Network Devices
The training of LLMs often relies on distributed network systems [171], [172]. During the transmission of gradients through the links between GPU server nodes, significant volumetric traffic is generated. This traffic can be susceptible to disruption by burst traffic, such as pulsating attacks [161]. Furthermore, distributed training frameworks may encounter congestion issues [173].
ENTITY
3 - Other
INTENT
2 - Unintentional
TIMING
1 - Pre-deployment
Risk ID
mit25
Domain lineage
2. Privacy & Security
2.2 > AI system security vulnerabilities and attacks
Mitigation strategy
1. Prioritize congestion-avoidance protocols such as Proactive Congestion Notification (PCN) in the distributed network system to preemptively regulate switch queue lengths, thereby mitigating network congestion before the arrival of the periodic, volumetric burst traffic generated by gradient synchronization during distributed deep learning (DDL) training. 2. Employ specialized network flow control mechanisms, such as MLTCP, that are specifically designed for machine learning workloads.

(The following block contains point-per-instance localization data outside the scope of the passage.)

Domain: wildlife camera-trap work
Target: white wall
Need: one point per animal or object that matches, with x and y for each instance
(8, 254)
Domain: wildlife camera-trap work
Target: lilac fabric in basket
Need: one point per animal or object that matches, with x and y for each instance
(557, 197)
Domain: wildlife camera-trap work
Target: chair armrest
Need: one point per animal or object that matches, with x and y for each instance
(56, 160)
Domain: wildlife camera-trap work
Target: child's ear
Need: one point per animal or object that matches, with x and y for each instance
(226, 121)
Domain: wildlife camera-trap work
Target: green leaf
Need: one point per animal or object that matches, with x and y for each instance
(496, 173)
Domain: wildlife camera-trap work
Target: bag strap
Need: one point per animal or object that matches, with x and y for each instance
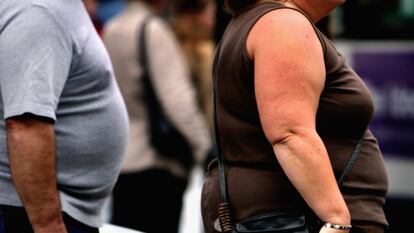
(225, 207)
(143, 58)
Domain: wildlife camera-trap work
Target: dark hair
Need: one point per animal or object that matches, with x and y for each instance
(235, 6)
(190, 5)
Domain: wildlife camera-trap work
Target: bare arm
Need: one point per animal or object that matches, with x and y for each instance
(289, 78)
(31, 146)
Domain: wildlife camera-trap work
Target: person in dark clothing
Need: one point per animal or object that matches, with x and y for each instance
(289, 111)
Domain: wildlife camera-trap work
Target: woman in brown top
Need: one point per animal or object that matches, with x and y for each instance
(289, 113)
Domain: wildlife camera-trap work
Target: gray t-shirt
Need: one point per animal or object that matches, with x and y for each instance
(53, 64)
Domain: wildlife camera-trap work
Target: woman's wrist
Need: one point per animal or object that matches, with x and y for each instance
(337, 226)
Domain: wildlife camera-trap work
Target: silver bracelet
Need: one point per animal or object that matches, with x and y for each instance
(337, 226)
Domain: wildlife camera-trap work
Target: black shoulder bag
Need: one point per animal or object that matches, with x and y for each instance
(274, 221)
(164, 137)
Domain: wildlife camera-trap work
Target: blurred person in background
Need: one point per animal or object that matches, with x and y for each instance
(193, 22)
(92, 9)
(148, 195)
(63, 127)
(290, 112)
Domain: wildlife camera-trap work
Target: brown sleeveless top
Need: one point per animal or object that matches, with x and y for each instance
(256, 182)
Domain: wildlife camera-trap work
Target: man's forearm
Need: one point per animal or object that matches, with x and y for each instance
(32, 155)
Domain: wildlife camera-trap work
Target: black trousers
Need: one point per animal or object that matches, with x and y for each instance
(148, 201)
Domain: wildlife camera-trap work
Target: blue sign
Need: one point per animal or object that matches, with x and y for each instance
(390, 77)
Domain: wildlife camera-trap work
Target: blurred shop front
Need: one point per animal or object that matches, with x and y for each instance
(377, 37)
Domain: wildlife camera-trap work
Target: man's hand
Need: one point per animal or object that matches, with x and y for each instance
(32, 154)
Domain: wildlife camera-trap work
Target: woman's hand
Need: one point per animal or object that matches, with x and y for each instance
(325, 229)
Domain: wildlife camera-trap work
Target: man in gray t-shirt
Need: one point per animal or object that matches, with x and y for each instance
(63, 123)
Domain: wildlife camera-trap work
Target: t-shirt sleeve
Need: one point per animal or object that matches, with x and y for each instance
(35, 59)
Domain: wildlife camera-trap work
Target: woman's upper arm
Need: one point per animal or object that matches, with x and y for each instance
(289, 72)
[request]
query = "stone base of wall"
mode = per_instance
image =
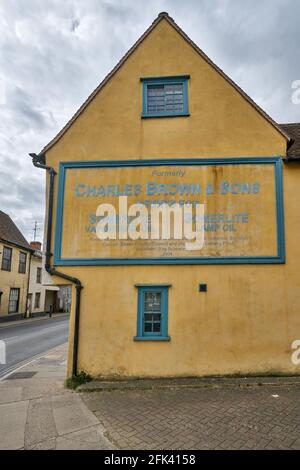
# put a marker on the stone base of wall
(11, 317)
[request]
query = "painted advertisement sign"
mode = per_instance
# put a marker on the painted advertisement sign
(242, 201)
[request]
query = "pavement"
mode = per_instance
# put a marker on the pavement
(25, 339)
(38, 413)
(214, 417)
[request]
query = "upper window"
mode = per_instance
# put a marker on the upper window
(6, 259)
(37, 300)
(165, 96)
(152, 313)
(22, 262)
(13, 303)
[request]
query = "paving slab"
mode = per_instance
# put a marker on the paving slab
(38, 413)
(12, 425)
(40, 423)
(70, 414)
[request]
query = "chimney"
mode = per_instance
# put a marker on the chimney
(36, 245)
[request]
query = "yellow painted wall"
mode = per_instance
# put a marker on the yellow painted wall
(13, 279)
(249, 317)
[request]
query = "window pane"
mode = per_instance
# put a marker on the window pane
(165, 98)
(152, 312)
(22, 263)
(148, 327)
(6, 259)
(13, 304)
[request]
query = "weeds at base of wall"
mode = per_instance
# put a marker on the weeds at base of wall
(76, 380)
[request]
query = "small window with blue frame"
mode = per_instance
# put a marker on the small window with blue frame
(152, 319)
(165, 96)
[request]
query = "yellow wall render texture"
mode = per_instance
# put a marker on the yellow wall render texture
(249, 317)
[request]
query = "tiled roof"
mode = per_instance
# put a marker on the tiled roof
(161, 16)
(293, 130)
(10, 233)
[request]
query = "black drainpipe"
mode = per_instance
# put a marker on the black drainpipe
(39, 162)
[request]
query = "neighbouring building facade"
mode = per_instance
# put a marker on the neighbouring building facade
(42, 298)
(15, 255)
(168, 126)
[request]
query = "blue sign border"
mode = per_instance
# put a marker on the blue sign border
(276, 161)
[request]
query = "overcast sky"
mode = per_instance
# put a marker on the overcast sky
(53, 53)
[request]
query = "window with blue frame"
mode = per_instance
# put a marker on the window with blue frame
(165, 96)
(152, 321)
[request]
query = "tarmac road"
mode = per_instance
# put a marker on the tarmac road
(24, 341)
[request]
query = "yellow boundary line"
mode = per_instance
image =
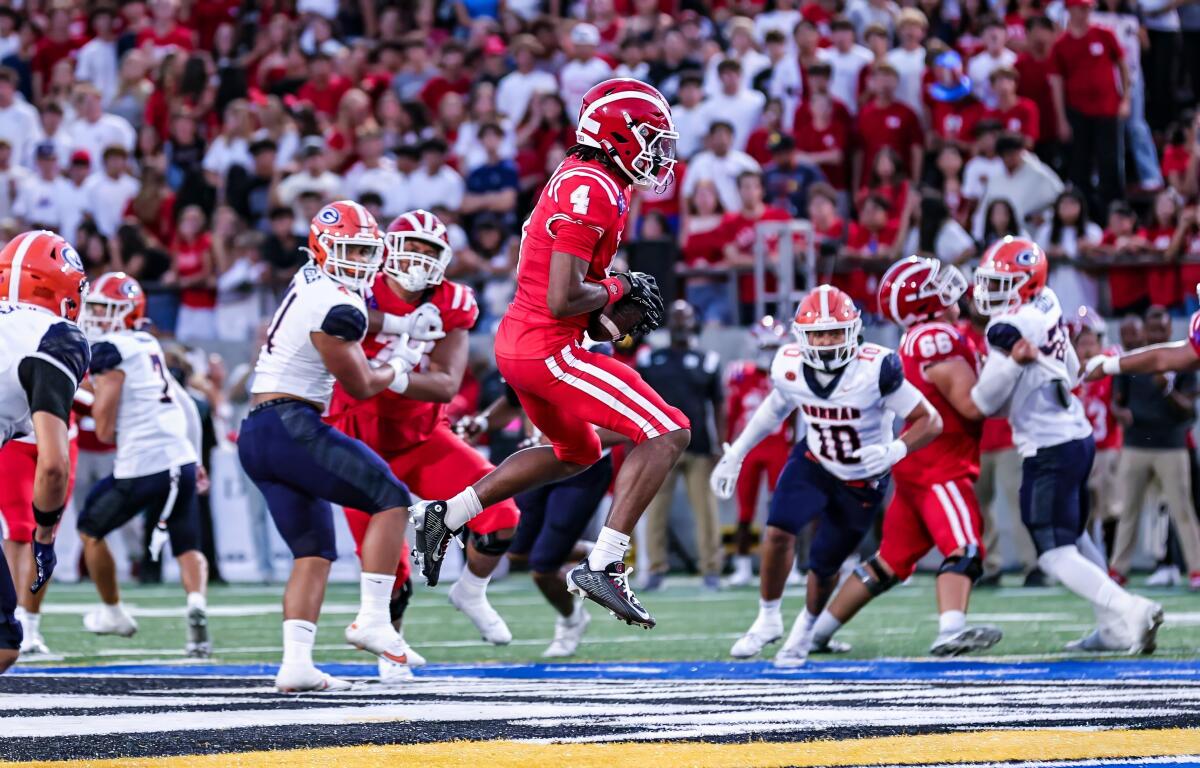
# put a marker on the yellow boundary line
(940, 748)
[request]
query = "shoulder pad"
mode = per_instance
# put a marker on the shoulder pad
(64, 345)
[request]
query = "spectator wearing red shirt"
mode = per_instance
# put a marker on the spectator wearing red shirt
(1090, 102)
(1033, 71)
(1014, 113)
(883, 121)
(324, 89)
(192, 250)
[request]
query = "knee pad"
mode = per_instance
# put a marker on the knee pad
(490, 544)
(969, 564)
(876, 579)
(400, 601)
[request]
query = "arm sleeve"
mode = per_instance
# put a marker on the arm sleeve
(766, 419)
(345, 322)
(46, 388)
(995, 384)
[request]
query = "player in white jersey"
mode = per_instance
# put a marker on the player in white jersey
(303, 465)
(43, 357)
(849, 395)
(156, 430)
(1029, 377)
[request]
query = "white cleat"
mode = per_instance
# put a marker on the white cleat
(966, 640)
(795, 652)
(481, 613)
(307, 679)
(111, 619)
(568, 633)
(767, 628)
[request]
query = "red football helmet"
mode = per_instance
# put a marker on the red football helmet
(346, 244)
(42, 269)
(631, 123)
(917, 288)
(417, 270)
(1012, 271)
(114, 303)
(822, 311)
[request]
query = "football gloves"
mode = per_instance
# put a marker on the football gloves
(643, 291)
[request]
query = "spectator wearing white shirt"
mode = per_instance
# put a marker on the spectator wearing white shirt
(519, 87)
(18, 120)
(993, 57)
(847, 59)
(721, 165)
(96, 63)
(909, 59)
(585, 69)
(435, 184)
(735, 103)
(376, 173)
(95, 131)
(109, 191)
(42, 196)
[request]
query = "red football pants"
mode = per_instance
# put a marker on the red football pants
(438, 468)
(18, 465)
(568, 393)
(945, 515)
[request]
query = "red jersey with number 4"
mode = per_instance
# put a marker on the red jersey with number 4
(391, 423)
(955, 451)
(1097, 399)
(745, 387)
(581, 211)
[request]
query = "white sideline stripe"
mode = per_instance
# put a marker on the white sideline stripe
(961, 505)
(588, 388)
(621, 387)
(951, 514)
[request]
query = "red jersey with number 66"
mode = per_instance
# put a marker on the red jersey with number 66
(391, 423)
(955, 451)
(581, 211)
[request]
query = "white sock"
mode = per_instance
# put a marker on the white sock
(462, 508)
(823, 628)
(376, 595)
(299, 637)
(951, 622)
(1085, 579)
(611, 546)
(474, 586)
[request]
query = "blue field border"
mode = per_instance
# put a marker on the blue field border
(867, 670)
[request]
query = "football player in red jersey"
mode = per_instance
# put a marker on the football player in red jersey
(935, 502)
(411, 430)
(625, 138)
(747, 384)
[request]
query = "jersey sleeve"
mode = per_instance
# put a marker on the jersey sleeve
(583, 208)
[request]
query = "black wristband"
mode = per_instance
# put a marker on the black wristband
(48, 520)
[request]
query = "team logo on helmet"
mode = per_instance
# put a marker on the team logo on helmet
(329, 215)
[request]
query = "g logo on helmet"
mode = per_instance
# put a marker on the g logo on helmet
(329, 216)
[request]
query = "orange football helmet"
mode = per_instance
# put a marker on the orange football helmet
(42, 269)
(827, 310)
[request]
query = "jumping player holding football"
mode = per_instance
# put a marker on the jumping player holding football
(934, 502)
(43, 357)
(156, 427)
(301, 465)
(625, 137)
(849, 394)
(1030, 373)
(408, 427)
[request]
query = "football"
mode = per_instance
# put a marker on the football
(613, 321)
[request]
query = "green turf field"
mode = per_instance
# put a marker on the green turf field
(693, 624)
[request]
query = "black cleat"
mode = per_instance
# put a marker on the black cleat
(432, 538)
(611, 589)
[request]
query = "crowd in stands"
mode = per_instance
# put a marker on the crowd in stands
(189, 142)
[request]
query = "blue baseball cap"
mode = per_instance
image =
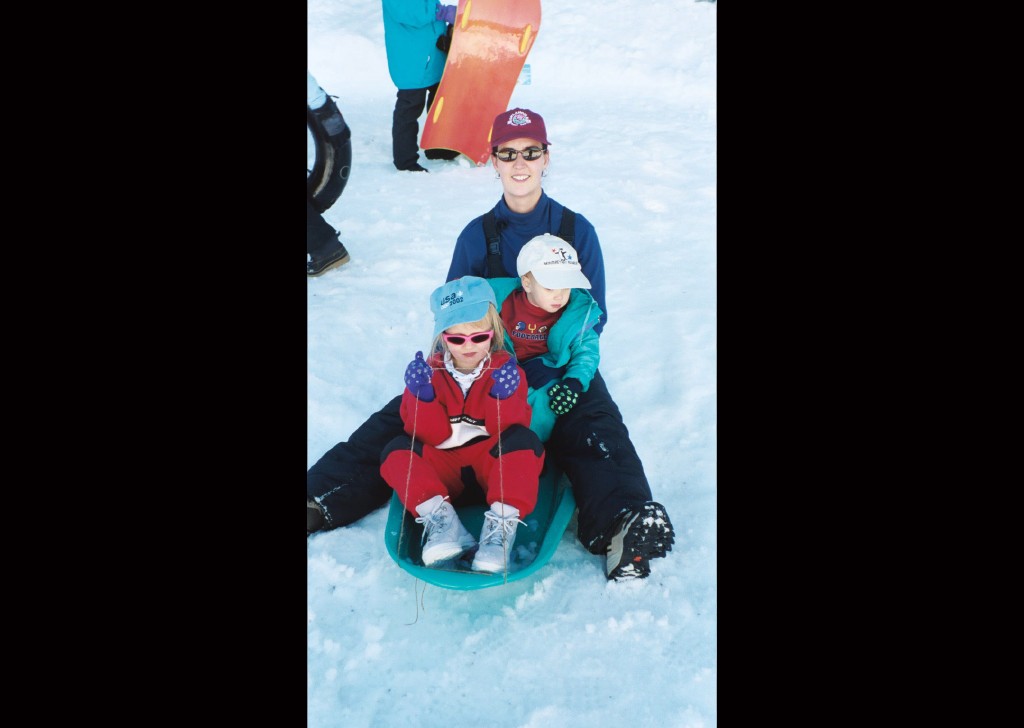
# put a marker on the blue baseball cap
(461, 301)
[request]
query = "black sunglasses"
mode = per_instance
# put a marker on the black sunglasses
(530, 154)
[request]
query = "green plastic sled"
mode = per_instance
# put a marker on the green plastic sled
(535, 543)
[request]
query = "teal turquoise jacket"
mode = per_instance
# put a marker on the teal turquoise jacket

These mechanisms should leverage the periodic nature of deep neural network (DNN) traffic to iteratively approximate a centralized flow schedule, thereby reducing network contention and improving communication efficiency between GPU server nodes. 3. Implement advanced, low-latency Traffic Engineering (TE) systems with sub-second control loops to dynamically manage and distribute traffic across the network. This will effectively alleviate burst-induced congestion and reduce maximum link utilization, a critical necessity for maintaining stability in geographically distributed or commodity cloud networks with high latency and jitter.